Sir Robert Dudley

Sir Robert Dudley’s Dell’Arcano del Mare is the earliest printed sea atlas to cover the entire world, the first made by an Englishman, and the first to use the Mercator projection. It was first published in Italian at Florence in 1645, then again in 1646 in a three volume folio. It is remarkable for its inclusion of a proposal for the construction of a navy which Dudley designed and described. It was reprinted in Florence in a two volume folio in 1661 without the charts of the first edition.

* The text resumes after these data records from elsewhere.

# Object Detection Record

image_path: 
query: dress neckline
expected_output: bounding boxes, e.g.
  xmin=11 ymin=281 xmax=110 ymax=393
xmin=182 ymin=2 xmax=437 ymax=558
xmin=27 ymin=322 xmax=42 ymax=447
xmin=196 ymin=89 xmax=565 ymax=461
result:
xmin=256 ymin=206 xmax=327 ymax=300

Dudley’s father, the Earl of Leicester, was a financial backer of Sir Francis Drake’s circumnavigation of 1577-81. As such, it has been suggested that Dudley had access to information only available to Queen Elizabeth and her inner circle, although whether this special access is reflected on Dudley’s charts is unclear. Dudley consulted the journals of his brother-in-law was the famous Thomas Cavendish, the third person to circumnavigate the globe after Magellan and Drake.

The distinctive Baroque style of Dudley’s charts is attributable to the elegant engraving of Antonio Francesco Lucini. The six-volume work covered navigation, shipbuilding and astronomy, with 130 maps in two volumes. Unlike the vast majority of his contemporaries, Dudley’s maps are all his own and were not copied from other mapmakers. They have an instantly recognizable style: closer to the pre-17th century manuscript portolan charts than the richly decorated maps of Mercator, Hondius and Blaeu.

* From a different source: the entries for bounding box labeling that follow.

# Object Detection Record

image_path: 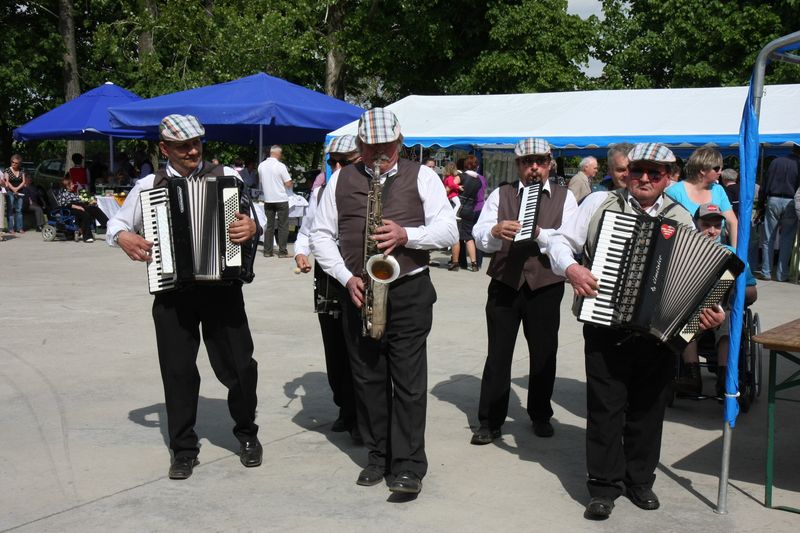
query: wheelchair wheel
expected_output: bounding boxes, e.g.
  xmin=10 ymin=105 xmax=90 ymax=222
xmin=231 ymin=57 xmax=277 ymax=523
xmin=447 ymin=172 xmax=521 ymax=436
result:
xmin=42 ymin=224 xmax=56 ymax=242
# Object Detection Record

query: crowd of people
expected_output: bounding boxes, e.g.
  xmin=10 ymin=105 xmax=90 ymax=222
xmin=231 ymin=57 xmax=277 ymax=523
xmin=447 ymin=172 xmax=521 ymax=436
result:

Later map-makers chose not to copy Dudley’s style and so it remains unique in the annals of cartography. The engraving by Antonio Francesco Lucini, who stated that he spent 12 years and used 5,000 pounds of copper to produce the plates, is of exceptional quality, as is the calligraphy.

Today parts of Dell’Arcano del Mare are on display at the Museo Galileo in Florence.